My Lola says that time heals all wounds. Do I need therapy if I can just wait something out?
Lolas (grandmas) are full of wisdom, and I appreciate the things they do to help their loved ones. Yes, time does help with healing – and sometimes we need extra assistance. One of my favorite analogies is healing a wound with dirt in it – we can try to ignore the dirt and just let the wound heal naturally, but if we don’t clean the wound it will get infected and take longer to heal. Think of therapy as the cleansing agent for the emotional wounds we’re walking around with. Cleaning a wound can hurt like hell, and it’s understandable that most of us would want to avoid it. However, when we give ourselves the opportunity to go through the “cleaning” process, we begin to realize that we don’t need to postpone our healing or walk around in pain.

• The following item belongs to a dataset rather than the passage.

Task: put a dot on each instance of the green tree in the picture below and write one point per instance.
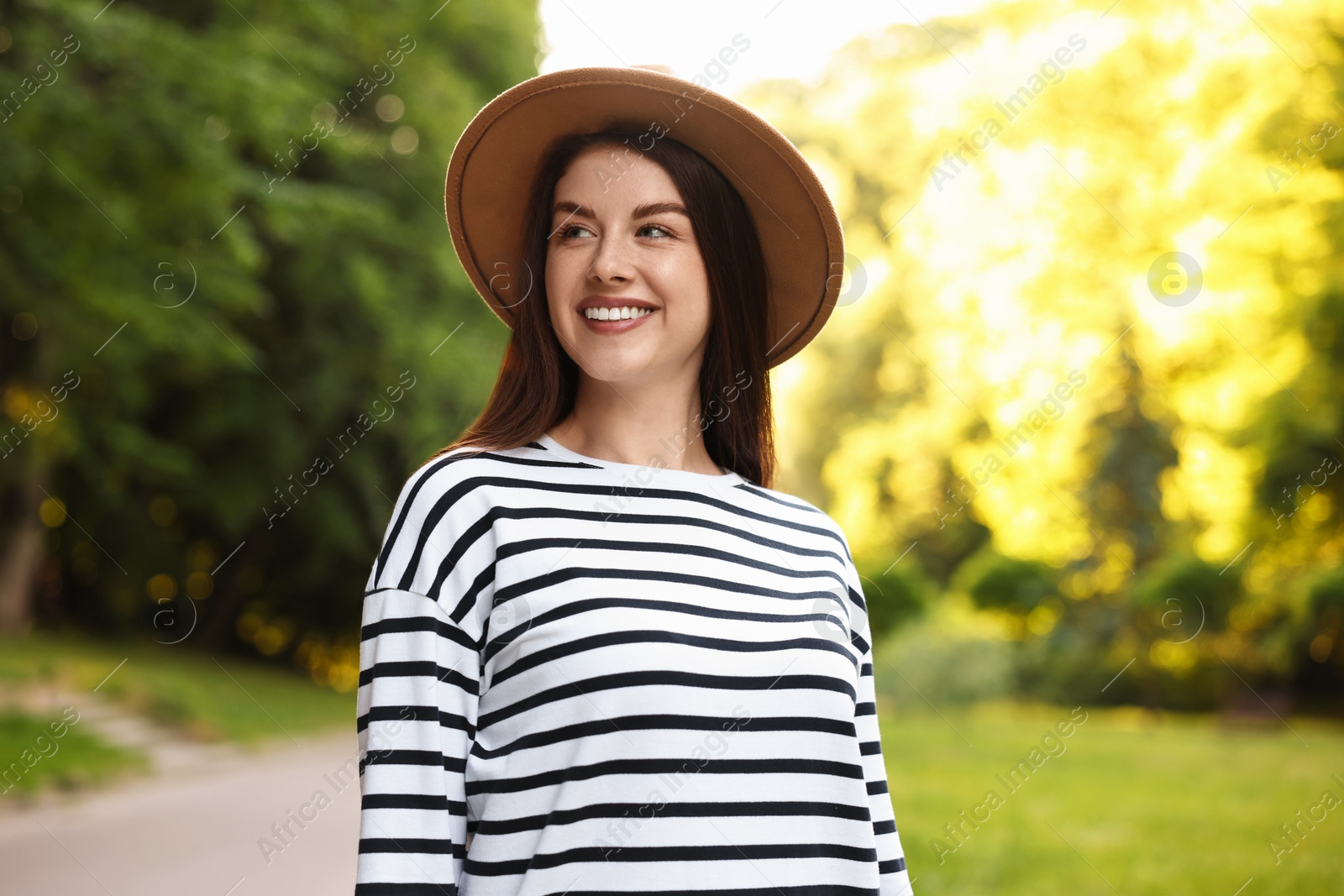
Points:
(223, 231)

Sometimes we postpone our healing and walk around in pain for centuries – this is generational trauma, often caused by colonization, war, impoverishment, abuse, internalized oppression and self-loathing. All of these things show up in FilAm history and culture and impact how we view ourselves and navigate the world around us. We are taught to keep trauma secret and hope that it will disappear, not knowing that trauma thrives in secrecy. Healing requires openly identifying, acknowledging and processing what has happened to us as individuals, family units, and cultural communities.

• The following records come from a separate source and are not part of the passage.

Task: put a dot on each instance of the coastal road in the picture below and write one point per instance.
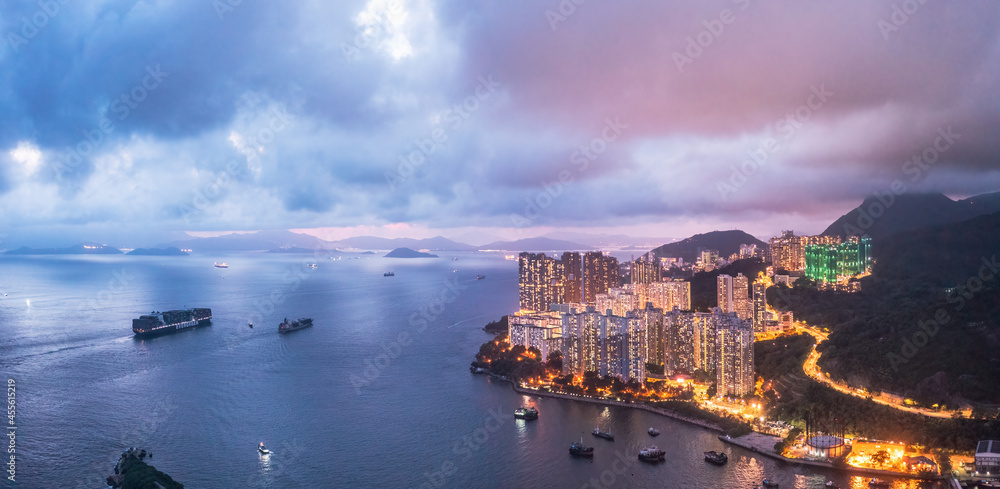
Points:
(897, 402)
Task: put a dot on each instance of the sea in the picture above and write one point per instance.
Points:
(377, 394)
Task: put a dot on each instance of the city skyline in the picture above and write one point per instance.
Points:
(342, 119)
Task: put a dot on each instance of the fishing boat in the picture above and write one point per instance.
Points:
(717, 458)
(607, 436)
(652, 454)
(527, 414)
(580, 450)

There is a powerful quote by Maya Angelou where she said that “there’s no greater agony than bearing an untold story inside you.” In therapy we get to share our stories and hopefully move towards feeling like we have a firmer grasp of our own narrative, growth and healing.
Can I pay you in lumpia and ube ice-cream? Why is therapy so expensive?

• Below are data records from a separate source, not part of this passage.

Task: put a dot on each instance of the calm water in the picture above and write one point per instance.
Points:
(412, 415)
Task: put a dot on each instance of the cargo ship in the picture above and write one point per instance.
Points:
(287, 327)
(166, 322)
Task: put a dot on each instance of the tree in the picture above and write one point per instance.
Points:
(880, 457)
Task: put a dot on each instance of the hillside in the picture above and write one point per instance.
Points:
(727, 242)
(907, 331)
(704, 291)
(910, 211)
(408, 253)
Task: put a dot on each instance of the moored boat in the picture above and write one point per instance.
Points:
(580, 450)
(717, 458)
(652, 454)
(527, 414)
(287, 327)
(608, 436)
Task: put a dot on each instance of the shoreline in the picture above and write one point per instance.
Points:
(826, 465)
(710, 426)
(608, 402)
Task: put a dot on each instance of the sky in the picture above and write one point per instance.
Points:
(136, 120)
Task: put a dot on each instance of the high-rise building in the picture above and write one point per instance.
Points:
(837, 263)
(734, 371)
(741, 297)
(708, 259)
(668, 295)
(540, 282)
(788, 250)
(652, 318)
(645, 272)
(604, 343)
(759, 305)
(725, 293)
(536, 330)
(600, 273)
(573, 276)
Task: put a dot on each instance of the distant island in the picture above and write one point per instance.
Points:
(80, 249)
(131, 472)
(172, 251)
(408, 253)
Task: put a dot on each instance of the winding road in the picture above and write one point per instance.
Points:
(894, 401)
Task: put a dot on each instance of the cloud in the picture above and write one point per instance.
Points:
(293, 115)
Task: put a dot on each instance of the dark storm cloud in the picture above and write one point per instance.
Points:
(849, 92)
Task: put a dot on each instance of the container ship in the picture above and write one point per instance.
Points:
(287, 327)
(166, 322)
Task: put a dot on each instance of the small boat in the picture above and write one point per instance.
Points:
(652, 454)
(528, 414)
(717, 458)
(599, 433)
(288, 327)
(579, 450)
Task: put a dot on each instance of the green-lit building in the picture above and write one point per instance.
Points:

This is really tempting, but unfortunately, I can’t accept food as payment at this time (I’m also not able to accept expensive gifts on ethical grounds.) I know finances can be a barrier to getting mental health services, but there are options for low-cost or free therapy – usually at clinics or non-profits where graduate students are completing practicum or internship, or at agencies and providers that take insurance. The caveat with these options is that the waitlist may be long, and it may be challenging to find a culturally-responsive therapist. Additionally, processing with insurance often requires a diagnosis code that will stay on your medical record (some people are okay with this, others are not. It just depends on what you want.)
A lot of practitioners in private practice, like myself, charge at rates to reflect the amount of experience and specialized training we have, and in accordance with cost-of-living for our geographic area of practice. Private practitioners can also provide a superbill or receipt that clients can process with their insurance companies – as mentioned above, this would require a diagnosis code on record with insurance, and there may be conditions for how many sessions insurance will cover. Like many therapists, I offer something called “sliding scale” where I reserve a number of spots for clients who need a discounted amount for a certain number of sessions. I also encourage people to consider every-other-week or monthly sessions if they feel this works for them, and if clinically appropriate.
Therapy is a health-related expense, but because there’s so much shame and stigma around seeking mental health services, we’re not quite at a point socially where it’s seen as vital or worth the cost – even though research has shown that therapy can be life-saving, or at the very least, improve quality of life. Hopefully we can move towards a space where we all realize that mental healthcare is essential, and more resources are made available to make it more accessible.